Parce que la tuberculose demeure, on l'a vu, une menace, notre pays a besoin d'une adaptation de ses dispositifs. C'est le but du programme national de lutte contre la tuberculose.
Il est issu des travaux d'un comité d'élaboration du programme national de lutte contre la tuberculose qui a associé experts, représentants des agences sanitaires, des ministères concernés, assurance maladie et usagers. Je souhaite aujourd'hui leur rendre hommage.
A partir des éléments de diagnostic disponibles sur la lutte contre la tuberculose en France, ils ont élaboré des propositions en se fixant deux objectifs généraux : consolider la diminution progressive de l'incidence de la tuberculose maladie et réduire les disparités.
Ce programme, est décliné en six axes : le diagnostic précoce et traitement adapté pour tous les cas de tuberculose maladie ; l'amélioration du dépistage ; l'optimisation de l'approche vaccinale ; le maintien de la résistance aux antibiotiques à un faible niveau ; l'amélioration de la surveillance épidémiologique et des connaissances sur les déterminants de la tuberculose ; et enfin l'amélioration du pilotage de la lutte antituberculeuse.

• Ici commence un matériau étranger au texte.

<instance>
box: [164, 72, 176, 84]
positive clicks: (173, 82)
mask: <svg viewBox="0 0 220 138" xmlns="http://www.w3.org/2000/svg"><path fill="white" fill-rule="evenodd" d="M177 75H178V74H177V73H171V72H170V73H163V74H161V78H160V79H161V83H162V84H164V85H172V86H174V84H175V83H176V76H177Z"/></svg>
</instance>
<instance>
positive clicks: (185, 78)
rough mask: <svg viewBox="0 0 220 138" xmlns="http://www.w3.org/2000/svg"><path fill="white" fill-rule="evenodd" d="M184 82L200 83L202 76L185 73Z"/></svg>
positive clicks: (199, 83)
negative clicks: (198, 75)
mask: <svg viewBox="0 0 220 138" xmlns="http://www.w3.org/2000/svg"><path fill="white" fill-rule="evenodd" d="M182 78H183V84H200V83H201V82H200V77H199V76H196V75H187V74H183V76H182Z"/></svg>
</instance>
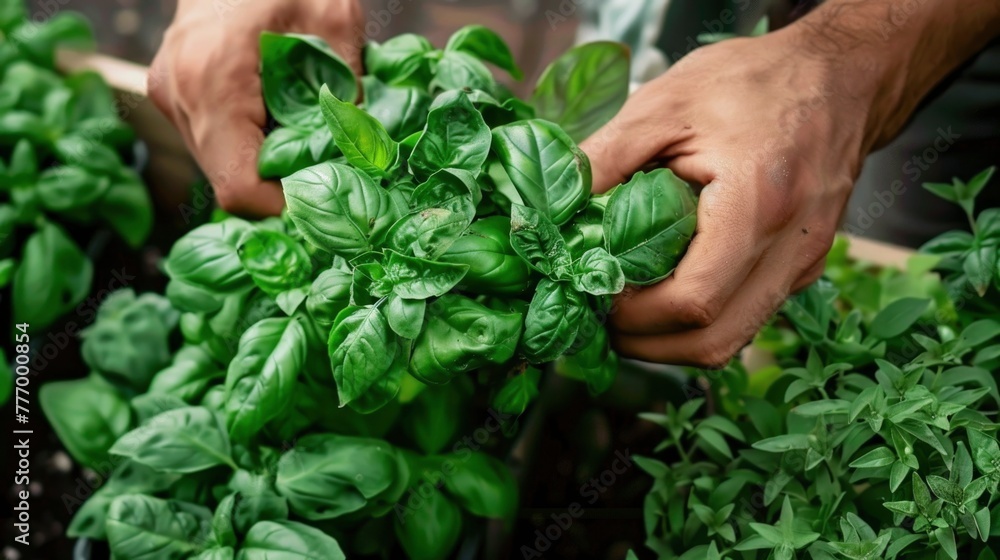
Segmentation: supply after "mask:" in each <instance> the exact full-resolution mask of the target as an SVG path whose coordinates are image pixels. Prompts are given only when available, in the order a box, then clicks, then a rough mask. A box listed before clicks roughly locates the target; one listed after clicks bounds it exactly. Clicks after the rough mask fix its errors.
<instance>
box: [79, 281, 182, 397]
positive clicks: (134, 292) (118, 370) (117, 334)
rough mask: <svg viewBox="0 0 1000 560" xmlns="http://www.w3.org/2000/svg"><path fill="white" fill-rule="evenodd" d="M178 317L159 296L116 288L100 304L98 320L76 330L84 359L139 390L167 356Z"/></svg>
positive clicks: (105, 375) (119, 384)
mask: <svg viewBox="0 0 1000 560" xmlns="http://www.w3.org/2000/svg"><path fill="white" fill-rule="evenodd" d="M162 309H166V310H167V311H166V312H165V313H161V312H160V311H161V310H162ZM177 319H178V314H177V312H176V311H174V310H173V309H171V308H170V304H169V302H167V301H166V300H165V299H164V298H163V297H162V296H158V295H156V294H143V295H142V296H139V297H138V298H137V297H136V296H135V292H133V291H132V290H131V289H125V290H120V291H118V292H115V293H114V294H112V295H110V296H108V298H107V299H106V300H105V303H104V305H102V306H101V310H100V314H99V315H98V320H97V321H96V322H95V323H94V324H93V325H91V326H90V327H87V328H86V329H84V330H83V331H82V332H81V333H80V336H81V338H83V344H82V347H81V353H82V354H83V360H84V361H85V362H86V363H87V365H88V366H90V369H91V370H92V371H94V372H96V373H98V374H100V375H101V376H102V377H104V378H105V379H107V380H108V381H110V382H111V383H113V384H114V385H115V386H117V387H118V388H119V389H121V390H123V391H125V392H130V391H131V392H132V393H133V394H134V393H141V392H143V391H145V390H146V389H147V387H148V386H149V382H150V380H151V379H152V377H153V375H154V374H155V373H156V372H157V371H159V370H160V369H161V368H163V367H164V366H166V365H167V363H169V362H170V340H169V337H170V331H171V330H172V329H173V328H174V326H175V325H176V324H177Z"/></svg>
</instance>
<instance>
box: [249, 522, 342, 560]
mask: <svg viewBox="0 0 1000 560" xmlns="http://www.w3.org/2000/svg"><path fill="white" fill-rule="evenodd" d="M236 558H237V560H320V559H322V560H344V559H345V558H347V556H346V555H345V554H344V552H343V551H342V550H341V549H340V545H339V544H337V541H336V539H334V538H333V537H331V536H330V535H328V534H326V533H324V532H323V531H320V530H319V529H317V528H315V527H310V526H309V525H305V524H303V523H296V522H295V521H260V522H258V523H255V524H254V526H253V527H251V528H250V531H249V532H247V535H246V538H245V539H244V541H243V545H242V546H241V547H240V551H239V554H238V555H237V556H236Z"/></svg>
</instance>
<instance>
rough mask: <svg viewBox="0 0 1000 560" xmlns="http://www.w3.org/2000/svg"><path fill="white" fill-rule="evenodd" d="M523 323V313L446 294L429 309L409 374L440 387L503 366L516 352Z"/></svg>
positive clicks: (412, 357) (419, 379)
mask: <svg viewBox="0 0 1000 560" xmlns="http://www.w3.org/2000/svg"><path fill="white" fill-rule="evenodd" d="M522 321H523V319H522V315H521V314H520V313H517V312H510V313H505V312H499V311H495V310H492V309H489V308H487V307H485V306H483V305H481V304H479V303H477V302H475V301H473V300H471V299H469V298H466V297H463V296H459V295H454V294H447V295H444V296H442V297H441V298H439V299H437V300H435V301H434V302H433V303H431V304H430V307H429V308H428V309H427V320H426V325H425V327H424V330H423V332H422V333H420V336H419V337H418V338H417V340H416V341H415V342H414V346H413V356H412V359H411V361H410V373H411V374H413V376H414V377H416V378H417V379H419V380H421V381H423V382H425V383H429V384H440V383H446V382H447V381H449V380H451V379H452V378H453V377H454V376H456V375H460V374H462V373H466V372H469V371H473V370H475V369H478V368H480V367H483V366H486V365H489V364H503V363H505V362H507V360H510V359H511V358H512V357H513V356H514V353H515V351H516V350H517V343H518V339H519V338H520V336H521V325H522Z"/></svg>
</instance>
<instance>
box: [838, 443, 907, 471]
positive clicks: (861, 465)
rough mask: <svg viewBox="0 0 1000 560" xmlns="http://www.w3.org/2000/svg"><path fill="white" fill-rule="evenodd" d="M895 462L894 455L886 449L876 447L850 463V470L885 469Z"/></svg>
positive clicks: (887, 448) (887, 447) (883, 448)
mask: <svg viewBox="0 0 1000 560" xmlns="http://www.w3.org/2000/svg"><path fill="white" fill-rule="evenodd" d="M895 462H896V454H895V453H893V452H892V450H891V449H889V448H888V447H878V448H876V449H873V450H871V451H869V452H868V453H865V454H864V455H862V456H861V457H858V458H857V459H855V460H853V461H851V464H850V465H849V466H850V467H851V468H852V469H873V468H878V467H887V466H889V465H891V464H893V463H895Z"/></svg>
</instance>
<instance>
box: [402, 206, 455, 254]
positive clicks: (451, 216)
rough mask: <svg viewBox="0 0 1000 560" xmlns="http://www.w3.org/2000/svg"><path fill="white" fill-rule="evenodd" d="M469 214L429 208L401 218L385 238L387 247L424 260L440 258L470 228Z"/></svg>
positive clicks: (442, 208)
mask: <svg viewBox="0 0 1000 560" xmlns="http://www.w3.org/2000/svg"><path fill="white" fill-rule="evenodd" d="M470 221H471V220H470V218H469V216H468V215H467V214H465V213H460V212H453V211H451V210H448V209H445V208H426V209H424V210H418V211H414V212H410V213H409V214H407V215H405V216H403V217H402V218H400V219H399V220H398V221H397V222H396V223H395V224H393V226H392V227H391V228H390V229H389V231H388V232H387V233H386V235H385V243H384V245H385V247H387V248H391V249H393V250H396V251H399V252H400V253H403V254H405V255H412V256H414V257H417V258H421V259H431V260H434V259H438V258H439V257H440V256H441V255H442V254H444V253H445V252H446V251H447V250H448V249H449V248H450V247H451V246H452V244H453V243H455V242H456V241H457V240H458V239H459V238H460V237H461V236H462V233H463V232H465V230H466V228H468V227H469V222H470Z"/></svg>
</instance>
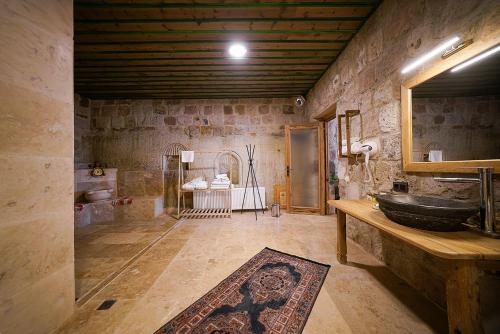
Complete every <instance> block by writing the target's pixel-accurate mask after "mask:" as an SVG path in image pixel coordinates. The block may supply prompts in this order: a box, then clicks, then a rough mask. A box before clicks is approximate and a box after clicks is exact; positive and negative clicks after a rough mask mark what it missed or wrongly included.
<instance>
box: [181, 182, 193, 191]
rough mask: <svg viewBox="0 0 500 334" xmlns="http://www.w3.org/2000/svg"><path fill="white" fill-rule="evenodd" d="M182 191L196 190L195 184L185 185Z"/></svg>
mask: <svg viewBox="0 0 500 334" xmlns="http://www.w3.org/2000/svg"><path fill="white" fill-rule="evenodd" d="M182 189H184V190H194V184H192V183H189V182H188V183H185V184H183V185H182Z"/></svg>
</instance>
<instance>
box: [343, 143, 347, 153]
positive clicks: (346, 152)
mask: <svg viewBox="0 0 500 334" xmlns="http://www.w3.org/2000/svg"><path fill="white" fill-rule="evenodd" d="M342 154H343V155H346V154H347V145H342Z"/></svg>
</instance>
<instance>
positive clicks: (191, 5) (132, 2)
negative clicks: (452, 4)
mask: <svg viewBox="0 0 500 334" xmlns="http://www.w3.org/2000/svg"><path fill="white" fill-rule="evenodd" d="M74 3H75V6H76V7H79V8H98V9H99V8H134V9H137V8H155V9H158V8H161V9H164V8H173V9H178V8H191V9H192V8H271V7H279V8H283V7H303V8H304V7H322V8H325V7H356V8H357V7H373V6H374V5H375V4H377V1H374V0H372V1H361V0H360V1H334V2H332V1H329V2H326V1H325V2H321V1H317V2H309V1H307V2H306V1H304V2H300V1H297V2H281V1H276V2H273V1H266V2H241V1H238V2H215V3H214V2H205V3H204V2H201V1H196V2H192V3H186V2H162V1H151V2H123V1H121V2H119V1H81V0H77V1H75V2H74Z"/></svg>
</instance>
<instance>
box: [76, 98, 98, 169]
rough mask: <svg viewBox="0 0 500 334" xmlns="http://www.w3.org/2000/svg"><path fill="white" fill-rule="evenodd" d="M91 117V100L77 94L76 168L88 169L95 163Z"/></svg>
mask: <svg viewBox="0 0 500 334" xmlns="http://www.w3.org/2000/svg"><path fill="white" fill-rule="evenodd" d="M90 115H91V114H90V99H87V98H85V97H83V98H82V97H80V95H78V94H75V166H76V167H77V168H86V167H87V165H88V164H89V163H92V162H93V161H94V156H93V153H92V140H91V139H92V137H91V131H90V117H91V116H90Z"/></svg>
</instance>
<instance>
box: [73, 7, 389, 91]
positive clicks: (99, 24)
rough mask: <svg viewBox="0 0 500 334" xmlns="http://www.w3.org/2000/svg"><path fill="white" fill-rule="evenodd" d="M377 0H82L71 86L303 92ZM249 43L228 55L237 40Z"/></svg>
mask: <svg viewBox="0 0 500 334" xmlns="http://www.w3.org/2000/svg"><path fill="white" fill-rule="evenodd" d="M380 2H381V1H380V0H366V1H363V0H351V1H289V2H281V1H279V0H274V1H235V0H226V1H224V0H218V1H217V0H205V1H188V0H184V1H182V0H179V1H176V2H175V3H174V2H170V1H153V0H151V1H148V0H142V1H141V0H128V1H125V0H100V1H97V0H76V1H75V91H76V92H77V93H80V94H82V95H84V96H88V97H94V98H128V99H130V98H224V97H289V96H294V95H304V94H306V93H307V91H308V90H309V89H311V88H312V87H313V86H314V84H315V82H316V81H317V80H318V79H319V78H320V77H321V75H322V74H323V73H324V72H325V71H326V69H328V67H329V66H330V65H331V64H332V62H334V61H335V59H336V58H337V57H338V55H339V54H340V53H341V52H342V50H343V49H344V48H345V47H346V45H347V43H349V41H350V40H351V39H352V38H353V36H354V35H355V34H356V32H357V31H358V30H359V29H360V27H361V26H362V24H363V23H364V22H365V21H366V20H367V18H368V17H369V16H370V15H371V13H372V12H373V11H374V10H375V9H376V7H377V6H378V5H379V3H380ZM235 41H238V42H243V43H244V44H245V45H246V46H247V48H248V54H247V57H246V58H245V59H240V60H236V59H231V58H230V57H229V56H228V54H227V48H228V46H229V45H230V44H231V43H232V42H235Z"/></svg>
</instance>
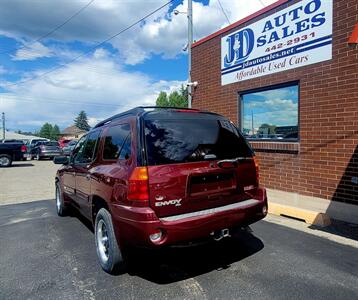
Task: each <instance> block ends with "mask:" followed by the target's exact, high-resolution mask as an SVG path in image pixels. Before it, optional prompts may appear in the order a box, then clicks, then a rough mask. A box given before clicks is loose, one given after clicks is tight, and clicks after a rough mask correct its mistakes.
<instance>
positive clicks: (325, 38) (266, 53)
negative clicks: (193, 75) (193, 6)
mask: <svg viewBox="0 0 358 300" xmlns="http://www.w3.org/2000/svg"><path fill="white" fill-rule="evenodd" d="M332 2H333V0H302V1H300V2H298V3H297V4H295V5H292V6H289V7H288V8H286V9H284V10H281V11H279V12H277V13H275V14H273V15H270V16H269V17H267V18H265V19H262V20H260V21H258V22H256V23H254V24H252V25H250V26H248V27H245V28H243V29H240V30H238V31H236V32H233V33H230V34H229V35H227V36H224V37H223V38H222V39H221V83H222V85H225V84H229V83H233V82H239V81H244V80H247V79H252V78H255V77H260V76H264V75H268V74H273V73H277V72H281V71H285V70H290V69H294V68H298V67H302V66H307V65H310V64H314V63H317V62H321V61H325V60H329V59H332V10H333V3H332Z"/></svg>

Il s'agit, en effet, c'est le premier axe, de prévenir les retards au diagnostic en sensibilisant et informant sur la tuberculose tant les professionnels que les personnes à risque de tuberculose. Il faut également favoriser l'accès aux soins et renforcer la confiance dans le dispositif de soins. Nous devons impérativement maintenir la qualité des soins par la mise à disposition de protocoles de soins, par l'évaluation de la qualité des laboratoires et des pratiques professionnelles. Je souhaite que l'accent soit particulièrement mis sur la prévention de la transmission en milieu de soins. L'éducation thérapeutique doit être renforcée et l'observance facilitée. Il s'agit là de mesures d'une importance fondamentale. La tuberculose est une maladie, guérissable mais grave avec des risques d'apparition de multirésistances. Il est donc essentiel que, pour ces traitements longs et contraignants, les patients bénéficient d'un accompagnement adapté, médical, social, psychologique selon les cas, et que la continuité des soins soit assurée.
Le deuxième axe porte sur les actions de dépistage. Il importe de les renforcer. Le dépistage des formes contagieuses réduit les délais au diagnostic et diminue le risque de contaminations secondaires. Les enquêtes autour des cas de tuberculoses doivent être systématiquement déclenchées.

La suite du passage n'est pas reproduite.